A second piece of education news was a Sept. 10 Texas Board of Education public hearing in Austin. The subject: biology textbooks that don't tell the whole story but merely propagandize for Darwinism by including fraudulent drawings (Haeckel's embryos) and false "proofs" of evolution (peppered moths, finch beaks, and all that jazz).
The little-known backstory about evolution is that the theory arose in the 19th century out of an emphasis on the world's failings. As Cornelius Hunter points out in Darwin's God (Brazos Press, 2001), some early evolutionists saw much carnage and waste in the natural world, and could not believe that a good Creator would have established something so awful.

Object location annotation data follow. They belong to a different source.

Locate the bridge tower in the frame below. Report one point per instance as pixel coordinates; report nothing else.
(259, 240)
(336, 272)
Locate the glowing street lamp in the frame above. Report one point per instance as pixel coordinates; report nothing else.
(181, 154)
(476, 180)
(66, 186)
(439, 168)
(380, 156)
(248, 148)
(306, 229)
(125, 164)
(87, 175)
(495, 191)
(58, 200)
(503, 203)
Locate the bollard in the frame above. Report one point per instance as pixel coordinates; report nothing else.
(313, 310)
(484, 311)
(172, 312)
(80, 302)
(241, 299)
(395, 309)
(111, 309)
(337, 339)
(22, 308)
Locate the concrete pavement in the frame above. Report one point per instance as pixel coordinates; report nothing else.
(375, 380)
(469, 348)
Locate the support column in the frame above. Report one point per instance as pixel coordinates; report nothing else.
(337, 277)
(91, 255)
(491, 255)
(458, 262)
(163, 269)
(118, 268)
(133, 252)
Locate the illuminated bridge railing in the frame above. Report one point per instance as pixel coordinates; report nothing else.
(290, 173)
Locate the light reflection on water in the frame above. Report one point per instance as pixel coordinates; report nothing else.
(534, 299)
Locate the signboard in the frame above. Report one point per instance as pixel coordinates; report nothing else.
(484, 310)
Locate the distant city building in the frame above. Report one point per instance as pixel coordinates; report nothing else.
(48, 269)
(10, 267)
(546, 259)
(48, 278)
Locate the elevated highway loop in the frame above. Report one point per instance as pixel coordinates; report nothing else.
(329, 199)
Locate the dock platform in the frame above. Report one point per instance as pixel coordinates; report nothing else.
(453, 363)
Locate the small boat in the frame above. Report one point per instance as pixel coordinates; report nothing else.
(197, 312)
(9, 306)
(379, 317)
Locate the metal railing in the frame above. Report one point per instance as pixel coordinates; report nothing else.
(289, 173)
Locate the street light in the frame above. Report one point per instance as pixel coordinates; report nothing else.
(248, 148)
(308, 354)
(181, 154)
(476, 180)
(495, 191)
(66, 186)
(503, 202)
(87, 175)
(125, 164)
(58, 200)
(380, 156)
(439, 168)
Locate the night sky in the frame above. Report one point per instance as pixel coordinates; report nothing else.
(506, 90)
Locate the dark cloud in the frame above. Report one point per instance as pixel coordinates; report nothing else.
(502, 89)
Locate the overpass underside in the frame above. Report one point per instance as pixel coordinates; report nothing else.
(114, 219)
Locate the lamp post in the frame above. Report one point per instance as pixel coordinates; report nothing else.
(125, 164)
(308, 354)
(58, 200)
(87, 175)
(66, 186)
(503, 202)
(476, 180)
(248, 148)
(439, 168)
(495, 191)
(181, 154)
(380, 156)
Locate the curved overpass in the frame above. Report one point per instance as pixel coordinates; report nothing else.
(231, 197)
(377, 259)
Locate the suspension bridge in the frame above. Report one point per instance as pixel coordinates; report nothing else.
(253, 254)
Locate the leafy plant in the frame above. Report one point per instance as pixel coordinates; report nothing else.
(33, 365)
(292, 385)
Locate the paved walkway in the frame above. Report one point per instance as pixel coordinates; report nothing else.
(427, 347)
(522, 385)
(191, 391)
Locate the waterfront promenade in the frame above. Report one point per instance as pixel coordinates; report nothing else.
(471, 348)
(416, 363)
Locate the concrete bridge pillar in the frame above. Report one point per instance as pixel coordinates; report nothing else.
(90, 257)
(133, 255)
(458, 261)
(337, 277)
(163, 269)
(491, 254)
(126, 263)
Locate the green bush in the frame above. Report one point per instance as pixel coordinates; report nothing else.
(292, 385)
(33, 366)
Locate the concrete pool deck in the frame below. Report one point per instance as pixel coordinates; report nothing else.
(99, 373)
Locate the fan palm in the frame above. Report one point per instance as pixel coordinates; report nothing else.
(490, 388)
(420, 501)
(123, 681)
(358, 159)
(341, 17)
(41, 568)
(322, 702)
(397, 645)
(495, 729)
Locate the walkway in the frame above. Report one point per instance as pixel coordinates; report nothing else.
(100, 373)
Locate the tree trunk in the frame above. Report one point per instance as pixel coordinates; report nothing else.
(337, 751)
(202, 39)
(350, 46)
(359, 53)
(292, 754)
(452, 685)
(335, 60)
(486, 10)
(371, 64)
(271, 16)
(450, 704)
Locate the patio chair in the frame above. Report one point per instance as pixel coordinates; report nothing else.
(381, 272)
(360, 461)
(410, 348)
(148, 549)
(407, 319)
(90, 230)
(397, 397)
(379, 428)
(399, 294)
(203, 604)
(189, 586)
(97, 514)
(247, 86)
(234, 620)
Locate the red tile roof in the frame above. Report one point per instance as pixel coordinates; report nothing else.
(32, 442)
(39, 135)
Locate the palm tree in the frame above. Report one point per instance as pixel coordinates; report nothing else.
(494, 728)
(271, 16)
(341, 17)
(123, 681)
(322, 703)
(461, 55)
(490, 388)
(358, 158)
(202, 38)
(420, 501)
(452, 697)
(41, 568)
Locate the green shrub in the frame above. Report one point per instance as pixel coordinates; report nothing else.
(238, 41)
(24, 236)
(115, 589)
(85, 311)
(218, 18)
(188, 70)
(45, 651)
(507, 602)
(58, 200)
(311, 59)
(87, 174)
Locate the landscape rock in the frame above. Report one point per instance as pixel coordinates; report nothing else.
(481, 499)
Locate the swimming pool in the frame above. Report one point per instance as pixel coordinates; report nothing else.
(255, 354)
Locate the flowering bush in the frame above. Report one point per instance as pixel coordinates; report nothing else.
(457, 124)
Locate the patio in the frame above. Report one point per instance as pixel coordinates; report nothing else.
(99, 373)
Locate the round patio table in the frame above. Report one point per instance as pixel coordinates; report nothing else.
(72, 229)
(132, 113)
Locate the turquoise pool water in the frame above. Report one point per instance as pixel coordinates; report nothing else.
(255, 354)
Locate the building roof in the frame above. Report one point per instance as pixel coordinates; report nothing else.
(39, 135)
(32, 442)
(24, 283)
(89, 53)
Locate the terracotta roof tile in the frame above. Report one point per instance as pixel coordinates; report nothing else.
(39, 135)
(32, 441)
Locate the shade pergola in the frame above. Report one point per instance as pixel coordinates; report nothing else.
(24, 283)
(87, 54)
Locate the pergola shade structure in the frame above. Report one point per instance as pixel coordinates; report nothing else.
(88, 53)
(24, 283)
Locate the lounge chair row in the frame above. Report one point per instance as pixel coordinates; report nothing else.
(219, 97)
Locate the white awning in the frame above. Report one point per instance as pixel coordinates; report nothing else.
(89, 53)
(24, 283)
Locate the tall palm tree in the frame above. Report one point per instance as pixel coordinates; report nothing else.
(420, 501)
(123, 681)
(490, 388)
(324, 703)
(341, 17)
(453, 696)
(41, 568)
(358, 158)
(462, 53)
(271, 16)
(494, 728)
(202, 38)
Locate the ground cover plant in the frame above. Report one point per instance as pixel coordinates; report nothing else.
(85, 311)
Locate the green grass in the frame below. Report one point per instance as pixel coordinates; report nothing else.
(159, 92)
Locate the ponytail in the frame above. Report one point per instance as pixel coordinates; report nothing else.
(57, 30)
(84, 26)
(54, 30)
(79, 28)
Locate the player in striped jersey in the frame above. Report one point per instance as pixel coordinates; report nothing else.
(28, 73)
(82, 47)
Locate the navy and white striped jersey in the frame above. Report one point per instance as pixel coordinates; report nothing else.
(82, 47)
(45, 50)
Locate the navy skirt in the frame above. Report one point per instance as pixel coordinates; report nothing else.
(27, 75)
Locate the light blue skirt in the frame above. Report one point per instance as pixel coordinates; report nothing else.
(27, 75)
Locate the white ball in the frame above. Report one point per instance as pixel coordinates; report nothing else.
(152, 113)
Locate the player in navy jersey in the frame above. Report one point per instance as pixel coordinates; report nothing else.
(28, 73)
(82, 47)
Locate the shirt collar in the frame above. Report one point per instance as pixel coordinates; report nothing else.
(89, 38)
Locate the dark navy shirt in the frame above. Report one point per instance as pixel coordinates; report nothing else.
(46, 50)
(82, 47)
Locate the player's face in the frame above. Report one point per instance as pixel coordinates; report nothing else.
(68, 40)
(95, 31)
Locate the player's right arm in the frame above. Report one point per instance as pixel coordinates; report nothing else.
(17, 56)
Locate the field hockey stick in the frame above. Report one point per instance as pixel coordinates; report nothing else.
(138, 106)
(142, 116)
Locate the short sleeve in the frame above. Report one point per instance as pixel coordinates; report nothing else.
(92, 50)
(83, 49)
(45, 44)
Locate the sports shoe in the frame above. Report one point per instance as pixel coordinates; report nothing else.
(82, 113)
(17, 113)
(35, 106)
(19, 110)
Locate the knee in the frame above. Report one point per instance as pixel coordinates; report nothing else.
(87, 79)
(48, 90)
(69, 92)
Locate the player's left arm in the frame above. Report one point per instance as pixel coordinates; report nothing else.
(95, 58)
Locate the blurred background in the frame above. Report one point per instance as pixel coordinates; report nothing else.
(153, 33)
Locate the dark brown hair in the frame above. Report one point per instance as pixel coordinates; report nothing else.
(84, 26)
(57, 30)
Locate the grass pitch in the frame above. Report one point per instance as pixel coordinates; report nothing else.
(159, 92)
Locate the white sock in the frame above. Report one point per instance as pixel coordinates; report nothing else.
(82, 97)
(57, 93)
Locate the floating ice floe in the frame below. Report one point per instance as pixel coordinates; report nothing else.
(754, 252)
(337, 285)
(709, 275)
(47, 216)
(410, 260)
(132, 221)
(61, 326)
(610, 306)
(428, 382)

Their solution: Eliminate creation.
The Sept. 10 hearing exposed one problem with Darwinian theory: It's full of holes. Baylor professor William Dembski testified that he "and many other mathematically trained scientists regard claims for the creative power of natural selection as implausible in the extreme." John West of the Discovery Institute pointed out specific textbook errors and asked, "Is it really too much to ask that textbooks cover evolution fully and accurately? I hope not."
But a second problem with one-sided biology textbooks is parallel to the problem with one-sided American history textbooks: They don't help students to understand and value life on earth. If American history in schools becomes a diatribe about the rich and powerful running over the poor, and if history-of-the-universe teaching in biology classes is a similar tale about survival of the fittest and the eradication of all others, then we are educating students not in democracy but in a kill-or-be-killed philosophy.
As Texas textbooks go, so go the nation's, because publishers unwilling to lose a big market dance to the Texas Board of Education's tune. Publishers have until early October to propose changes in their textbooks, and the Board will vote in November on which textbooks to approve. It's great that Bill Clinton and Co. see the dangers of corrosive history textbooks. It's ironic that most liberals are adamant about defending corrosive Darwinism, even though its lack of scientific standing becomes clearer each year.
And here's the third piece of education news: While the battle for some educational diversity went on in Austin, 100 miles up the road in Waco the Baylor University faculty senate voted 26-6 that Baylor president Robert Sloan should be fired, and the regents voted 31-4 that Mr. Sloan should stay on. The split has developed for many reasons, but foremost among them is Mr. Sloan's plan to strengthen Baylor's Christian mission, from which the university has strayed considerably in recent decades.
The split sentiment is not surprising, given that professors everywhere tend to slide toward secular liberalism: That's how careers flourish. But education for democracy and for God's glory cannot be built on corrosive principles.